Máximo Vedoya, PDG de Ternium, a rapporté qu'il avait présenté un plan de 4 milliards de dollars pour de nouvelles aciéries au président fédéral Andrés Manuel López Obrador et à la présidente élue Claudia Sheimbaum Pardo.

« Nous lançons un nouveau plan d'investissement dans toutes nos usines, nous l'avons montré au président », a déclaré l'homme d'affaires d'origine argentine, qui a participé au premier Forum Les Missions dans les Chaînes de Valeur : Dispositifs de Haute Technologie.

« Il y a un plan que nous avons déjà lancé et le président, le président élu virtuel, le sait aussi, de près de 4 milliards de dollars pour des usines complètement nouvelles », a commenté l'également président de la Chambre d'Industrie de Transformation de Nuevo León ( Caïntra).

Le directeur de l'entreprise d'origine italo-argentine a estimé que de nombreux investissements sont alloués à l'infrastructure sidérurgique, c'est pourquoi le plan de production débutera en 2026.

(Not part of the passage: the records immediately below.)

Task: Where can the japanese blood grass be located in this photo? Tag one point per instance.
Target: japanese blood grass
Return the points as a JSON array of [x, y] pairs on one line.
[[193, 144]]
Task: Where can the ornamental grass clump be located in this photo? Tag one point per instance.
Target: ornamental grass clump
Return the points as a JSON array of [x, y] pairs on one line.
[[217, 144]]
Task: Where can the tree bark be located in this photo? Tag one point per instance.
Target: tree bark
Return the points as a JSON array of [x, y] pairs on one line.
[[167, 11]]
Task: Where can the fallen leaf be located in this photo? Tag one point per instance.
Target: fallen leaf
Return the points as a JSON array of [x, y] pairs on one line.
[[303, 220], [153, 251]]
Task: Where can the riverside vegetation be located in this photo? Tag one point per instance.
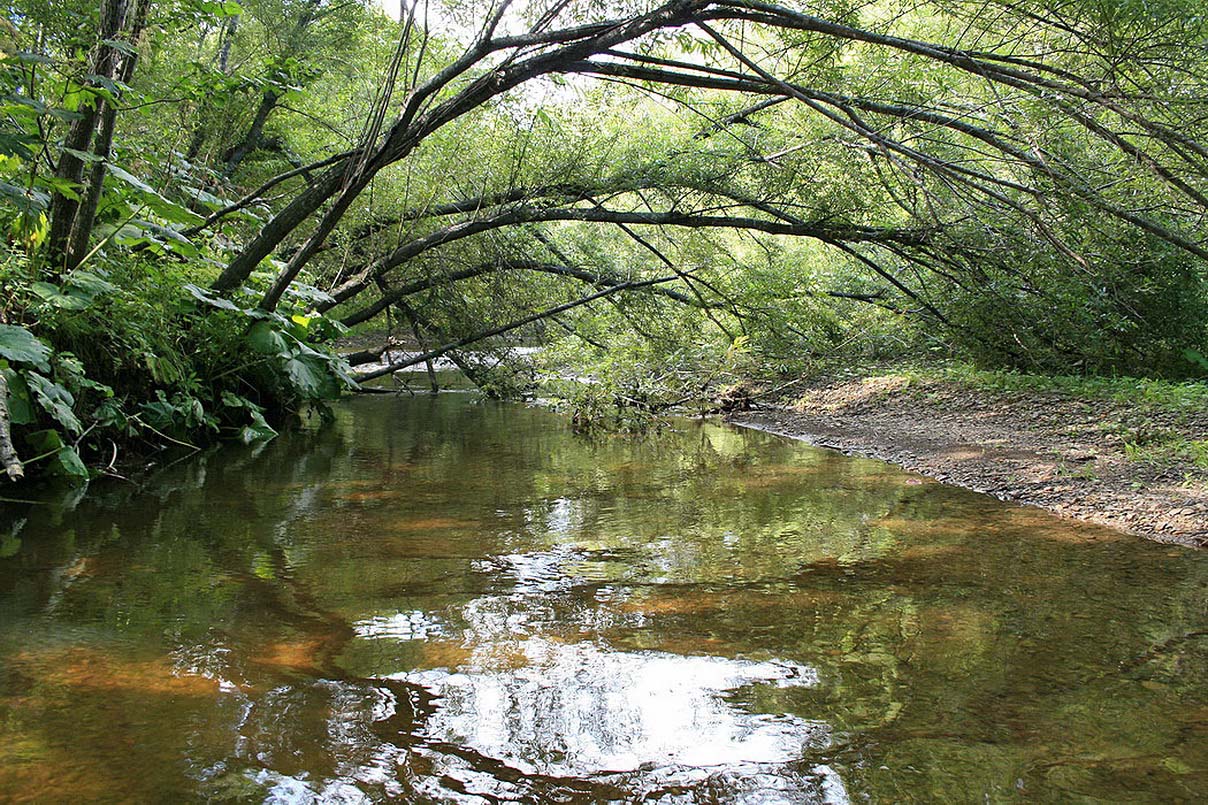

« Il s'agit d'un investissement très important de 4 milliards de dollars, que nous commençons déjà avec la construction des usines », a commenté Máximo Vedoya.

Les nouvelles aciéries sont en cours de construction à Pesquería, une municipalité de Nuevo León où se trouve un très important centre de développement construit par Ternium

« Là-bas, nous avons déjà investi plus de 4 milliards de dollars dans certaines usines et maintenant nous allons investir 4 milliards de dollars supplémentaires dans la réalisation de différents processus », a-t-il ajouté.

Il y a désormais de nouvelles usines sur la même propriété pour avoir une chaîne de valeur plus large et une plus grande production d'acier laminé à froid, galvanisé et brut pour l'industrie automobile, a-t-il déclaré.

La production d'acier des nouvelles usines sera destinée à la construction automobile, aux appareils électroménagers et ferroviaires, au secteur de la construction, aux moteurs électriques et aux canalisations, a rappelé Máximo Vedoya.

L'investissement de Ternium vise à apporter davantage de valeur ajoutée au Mexique, a-t-il déclaré.

« Je crois qu'un bon accord a été conclu (avec des droits de douane sur l'industrie sidérurgique sur les produits en provenance de Chine) et le président Andrés Manuel López Obrador a annoncé l'accord auquel nous sommes parvenus », a-t-il noté.

« Je suis convaincu que dans la région nord-américaine, nous devons travailler ensemble, car l'ennemi ce n'est pas les États-Unis, ce n'est pas le Mexique », a-t-il ajouté.

Les ennemis du Mexique et des États-Unis sont les subventions et la politique agressive consistant à exporter de bons emplois en Asie, principalement en Chine et dans d'autres pays satellites comme le Vietnam et la Malaisie, a-t-il déclaré.

La Chine, le Vietnam et la Malaisie concentrent aujourd'hui leur production manufacturière, ce qui génère de bons emplois, a déclaré Máximo Vedoya.

« Ce que font les États-Unis, ce que fait le Mexique avec cela est un très bon signe », a-t-il ajouté.

« Je crois que l'Amérique du Nord est une région dans laquelle nous devons travailler ensemble. L'AEUMC a été un excellent traité pour le Mexique, qui exporte désormais davantage vers les États-Unis, mais si vous voyez les chiffres, les États-Unis ont augmenté leurs exportations au cours des quatre dernières années. 30 pour cent de ses exportations vers le Mexique. C'était donc aussi un grand traité d'intégration régionale et c'est ce que nous devons continuer à encourager », a estimé l'homme d'affaires.